Motoryzacja jest mi bliska od dziecka - pierwszym autem, które pamiętam i za którego kierownicą "siadałem" było Renault Clio I generacji. Kocham motosport - nie dziwi mnie, że kierowcy rajdowi są w stanie zaryzykować życie, aby przeżyć to, co przeżywają. Jestem przeciwny stereotypom - nie gardzę ani "delikatnymi Francuzami" (Renault, Peugeot), ani też "nudnymi Niemcami" (bawarskim BMW chociażby..) Kocham włoską motoryzację! Finezję, z jaką styliści prowadzą kreskę, projektując Ferrari, Lamborghini czy Alfę Romeo. Marzę o tym o przejechaniu Stanów Zjednoczonych prywatnym samochodem. Takim z "duszą"

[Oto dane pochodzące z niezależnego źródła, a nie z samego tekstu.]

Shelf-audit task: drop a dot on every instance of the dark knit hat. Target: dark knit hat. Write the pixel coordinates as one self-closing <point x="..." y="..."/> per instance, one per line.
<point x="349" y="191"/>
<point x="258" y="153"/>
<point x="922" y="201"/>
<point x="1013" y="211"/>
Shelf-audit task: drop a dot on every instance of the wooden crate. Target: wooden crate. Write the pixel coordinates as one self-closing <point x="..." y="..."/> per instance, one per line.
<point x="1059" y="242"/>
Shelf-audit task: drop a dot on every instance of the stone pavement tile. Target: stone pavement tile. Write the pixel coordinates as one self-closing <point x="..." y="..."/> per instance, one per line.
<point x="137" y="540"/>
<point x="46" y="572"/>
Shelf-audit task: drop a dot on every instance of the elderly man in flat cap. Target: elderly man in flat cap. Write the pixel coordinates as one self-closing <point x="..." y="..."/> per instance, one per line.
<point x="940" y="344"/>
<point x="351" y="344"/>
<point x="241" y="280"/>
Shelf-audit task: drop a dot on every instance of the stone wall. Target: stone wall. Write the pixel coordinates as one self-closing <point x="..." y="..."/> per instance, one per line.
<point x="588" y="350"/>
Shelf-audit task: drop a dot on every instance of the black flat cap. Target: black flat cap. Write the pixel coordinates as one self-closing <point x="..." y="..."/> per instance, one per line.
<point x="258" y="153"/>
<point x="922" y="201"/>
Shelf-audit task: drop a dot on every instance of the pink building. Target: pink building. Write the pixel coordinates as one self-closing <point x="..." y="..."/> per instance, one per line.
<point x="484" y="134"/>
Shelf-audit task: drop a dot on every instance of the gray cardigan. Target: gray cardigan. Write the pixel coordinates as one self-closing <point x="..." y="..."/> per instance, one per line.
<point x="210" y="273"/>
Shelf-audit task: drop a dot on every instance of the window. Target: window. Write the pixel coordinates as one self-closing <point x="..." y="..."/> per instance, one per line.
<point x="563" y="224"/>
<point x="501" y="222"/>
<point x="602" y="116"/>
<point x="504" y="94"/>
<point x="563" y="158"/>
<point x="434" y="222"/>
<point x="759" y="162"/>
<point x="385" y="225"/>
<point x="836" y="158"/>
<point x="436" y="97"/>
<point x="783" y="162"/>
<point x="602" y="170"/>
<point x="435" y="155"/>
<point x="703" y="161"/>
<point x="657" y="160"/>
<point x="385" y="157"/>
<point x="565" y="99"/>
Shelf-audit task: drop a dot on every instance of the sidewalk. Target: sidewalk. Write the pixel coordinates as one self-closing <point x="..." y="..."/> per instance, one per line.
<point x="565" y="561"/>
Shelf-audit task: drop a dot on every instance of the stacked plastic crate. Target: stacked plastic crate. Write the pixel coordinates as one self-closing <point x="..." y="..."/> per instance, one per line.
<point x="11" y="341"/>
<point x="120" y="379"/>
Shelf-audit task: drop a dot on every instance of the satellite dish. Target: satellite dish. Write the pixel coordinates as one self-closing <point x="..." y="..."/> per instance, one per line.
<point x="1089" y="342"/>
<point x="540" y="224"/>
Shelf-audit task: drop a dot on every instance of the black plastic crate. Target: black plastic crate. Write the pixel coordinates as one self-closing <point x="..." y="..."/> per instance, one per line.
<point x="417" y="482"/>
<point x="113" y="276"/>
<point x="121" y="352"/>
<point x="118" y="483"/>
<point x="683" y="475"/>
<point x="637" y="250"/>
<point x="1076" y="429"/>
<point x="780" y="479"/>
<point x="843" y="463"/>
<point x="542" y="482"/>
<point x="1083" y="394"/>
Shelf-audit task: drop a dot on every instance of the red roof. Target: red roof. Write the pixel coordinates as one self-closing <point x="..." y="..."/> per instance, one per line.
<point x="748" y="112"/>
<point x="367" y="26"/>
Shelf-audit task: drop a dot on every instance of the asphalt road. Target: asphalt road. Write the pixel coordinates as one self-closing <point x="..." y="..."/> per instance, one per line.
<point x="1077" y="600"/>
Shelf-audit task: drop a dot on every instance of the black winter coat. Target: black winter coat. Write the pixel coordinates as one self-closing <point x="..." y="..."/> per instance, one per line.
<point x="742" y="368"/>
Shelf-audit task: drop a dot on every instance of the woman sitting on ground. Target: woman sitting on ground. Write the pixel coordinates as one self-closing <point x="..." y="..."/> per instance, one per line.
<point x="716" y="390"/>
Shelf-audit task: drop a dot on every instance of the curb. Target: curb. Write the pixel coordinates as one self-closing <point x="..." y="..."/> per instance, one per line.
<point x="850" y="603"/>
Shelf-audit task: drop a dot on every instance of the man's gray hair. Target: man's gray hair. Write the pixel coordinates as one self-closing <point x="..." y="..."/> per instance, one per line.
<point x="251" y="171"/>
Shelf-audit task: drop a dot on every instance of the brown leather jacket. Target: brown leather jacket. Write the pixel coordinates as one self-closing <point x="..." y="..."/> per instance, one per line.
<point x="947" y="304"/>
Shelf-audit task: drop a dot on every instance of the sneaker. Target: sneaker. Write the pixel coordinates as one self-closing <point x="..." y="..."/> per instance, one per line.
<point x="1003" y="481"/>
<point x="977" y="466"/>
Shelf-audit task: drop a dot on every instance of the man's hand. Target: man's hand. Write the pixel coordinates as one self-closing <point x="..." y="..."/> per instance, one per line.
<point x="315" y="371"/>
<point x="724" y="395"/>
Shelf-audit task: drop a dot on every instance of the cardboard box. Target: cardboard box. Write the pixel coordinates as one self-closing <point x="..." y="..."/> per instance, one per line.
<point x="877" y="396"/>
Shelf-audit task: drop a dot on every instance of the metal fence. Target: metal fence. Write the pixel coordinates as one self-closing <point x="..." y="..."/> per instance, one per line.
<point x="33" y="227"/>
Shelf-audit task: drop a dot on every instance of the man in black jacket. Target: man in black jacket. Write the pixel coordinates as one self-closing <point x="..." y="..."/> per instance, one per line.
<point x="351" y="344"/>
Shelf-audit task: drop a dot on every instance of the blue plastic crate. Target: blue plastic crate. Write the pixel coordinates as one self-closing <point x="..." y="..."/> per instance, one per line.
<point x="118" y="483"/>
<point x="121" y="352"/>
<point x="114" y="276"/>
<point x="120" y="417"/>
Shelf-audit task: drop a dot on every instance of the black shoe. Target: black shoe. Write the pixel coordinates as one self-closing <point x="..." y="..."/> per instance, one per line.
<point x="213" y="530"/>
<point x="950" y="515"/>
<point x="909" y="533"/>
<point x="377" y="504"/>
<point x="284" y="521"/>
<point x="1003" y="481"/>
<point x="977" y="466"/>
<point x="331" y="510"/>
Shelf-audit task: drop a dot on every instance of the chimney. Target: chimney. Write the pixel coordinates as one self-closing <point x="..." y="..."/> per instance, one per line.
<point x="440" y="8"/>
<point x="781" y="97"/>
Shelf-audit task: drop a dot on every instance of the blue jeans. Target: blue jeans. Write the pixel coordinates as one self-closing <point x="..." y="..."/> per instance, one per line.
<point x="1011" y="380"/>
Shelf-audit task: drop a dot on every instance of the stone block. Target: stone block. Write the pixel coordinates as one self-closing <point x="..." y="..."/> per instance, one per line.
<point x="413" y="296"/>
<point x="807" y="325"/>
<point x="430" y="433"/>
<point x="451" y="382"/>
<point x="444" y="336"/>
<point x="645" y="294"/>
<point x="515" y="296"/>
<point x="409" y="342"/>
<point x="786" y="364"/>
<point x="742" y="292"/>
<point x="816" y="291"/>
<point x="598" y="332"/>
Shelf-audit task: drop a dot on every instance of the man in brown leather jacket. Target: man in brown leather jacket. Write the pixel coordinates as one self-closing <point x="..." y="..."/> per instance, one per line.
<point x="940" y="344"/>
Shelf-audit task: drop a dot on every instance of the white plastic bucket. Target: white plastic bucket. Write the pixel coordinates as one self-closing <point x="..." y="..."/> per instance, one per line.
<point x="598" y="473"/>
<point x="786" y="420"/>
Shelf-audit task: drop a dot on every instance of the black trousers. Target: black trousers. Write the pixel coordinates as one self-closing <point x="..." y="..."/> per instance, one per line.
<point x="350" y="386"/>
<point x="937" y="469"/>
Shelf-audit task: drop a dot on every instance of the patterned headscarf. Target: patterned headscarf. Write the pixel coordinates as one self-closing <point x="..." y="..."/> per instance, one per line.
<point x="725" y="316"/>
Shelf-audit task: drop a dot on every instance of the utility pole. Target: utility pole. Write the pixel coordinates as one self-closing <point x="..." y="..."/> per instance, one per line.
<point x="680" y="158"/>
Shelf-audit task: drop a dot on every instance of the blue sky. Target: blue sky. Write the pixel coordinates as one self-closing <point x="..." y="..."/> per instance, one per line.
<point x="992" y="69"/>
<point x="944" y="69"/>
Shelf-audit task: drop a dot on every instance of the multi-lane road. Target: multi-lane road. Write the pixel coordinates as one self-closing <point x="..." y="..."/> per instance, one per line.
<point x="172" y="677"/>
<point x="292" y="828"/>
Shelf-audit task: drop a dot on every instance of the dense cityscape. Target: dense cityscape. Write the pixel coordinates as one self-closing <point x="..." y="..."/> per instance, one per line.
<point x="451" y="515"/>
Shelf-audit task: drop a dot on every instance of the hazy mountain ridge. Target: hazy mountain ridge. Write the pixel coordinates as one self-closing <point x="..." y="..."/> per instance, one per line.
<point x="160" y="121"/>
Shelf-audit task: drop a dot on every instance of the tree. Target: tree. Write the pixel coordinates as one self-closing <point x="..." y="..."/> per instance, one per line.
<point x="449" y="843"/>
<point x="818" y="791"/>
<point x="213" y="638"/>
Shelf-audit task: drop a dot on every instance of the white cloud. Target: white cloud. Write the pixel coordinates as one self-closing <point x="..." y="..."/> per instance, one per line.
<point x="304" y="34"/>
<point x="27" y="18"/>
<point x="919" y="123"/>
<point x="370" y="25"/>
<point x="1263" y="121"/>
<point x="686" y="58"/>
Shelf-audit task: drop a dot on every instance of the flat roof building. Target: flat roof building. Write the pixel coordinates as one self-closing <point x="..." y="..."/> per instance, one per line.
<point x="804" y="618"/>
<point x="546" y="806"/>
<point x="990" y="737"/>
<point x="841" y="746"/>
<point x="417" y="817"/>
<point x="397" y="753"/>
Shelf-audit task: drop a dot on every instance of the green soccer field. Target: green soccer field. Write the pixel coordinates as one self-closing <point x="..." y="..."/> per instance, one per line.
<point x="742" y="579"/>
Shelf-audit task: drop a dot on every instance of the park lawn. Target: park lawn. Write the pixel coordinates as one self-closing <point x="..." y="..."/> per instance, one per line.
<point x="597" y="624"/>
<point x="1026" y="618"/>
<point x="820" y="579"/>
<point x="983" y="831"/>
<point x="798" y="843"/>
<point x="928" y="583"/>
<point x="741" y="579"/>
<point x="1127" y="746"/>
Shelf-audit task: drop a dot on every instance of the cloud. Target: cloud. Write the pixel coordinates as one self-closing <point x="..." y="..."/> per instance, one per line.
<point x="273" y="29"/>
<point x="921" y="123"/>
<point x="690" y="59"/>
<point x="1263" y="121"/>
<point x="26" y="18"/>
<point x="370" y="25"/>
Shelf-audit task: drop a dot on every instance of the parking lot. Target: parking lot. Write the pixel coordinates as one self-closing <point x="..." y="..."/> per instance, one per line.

6 odpowiedzi do artykułu “Niedoceniony Opel Sintra – TEST.”

  1. gizol says:

    Potwierdzam! Świetne auto! Miałem parę dobrych lat i byłem zadowolony!

  2. Anton says:

    Co jak co, ale mozliwosc dostosowania przestrzeni wnetrza w Sintrze imponuje nawet w porownaniu do dzisiejszych samochodow

  3. Hopman says:

    Faktycznie auto niedoceniane i rzadko u nas na drogach spotykane a ma naprawdę spore możliwości, szczególnie bagażowe.

  4. Łukasz says:

    Opel Sintra czyli inaczej Chevroleta Venture

  5. Miłosz says:

    W moim mieście jeździ Sintra z tylnym zderzakiem od Venture’a 😛
    Auto, którym pokonywałem pierwsze kilometry… Które nauczyło mnie pokory na drodze 😀

  6. Adam says:

    Jeździłem parę lat dizlem w najbogatszej wersji – pompowane tylne zawieszenie, drzwi boczne elektrycznie odsuwane, siedzenia przednie elektryczne i szyberdach, tempomat, ale klima tylko ręczna. Przejechaliśmy nim z żoną całe Bałkany z dwoma rowerami w środku, po przełożeniu bagaży na przednie siedzenia (tylko te mieliśmy) rozkładałem do spania pełnowymiarowy dwuosobowy materac dmuchany.
    Z wielkim sentymentem wspominam to auto.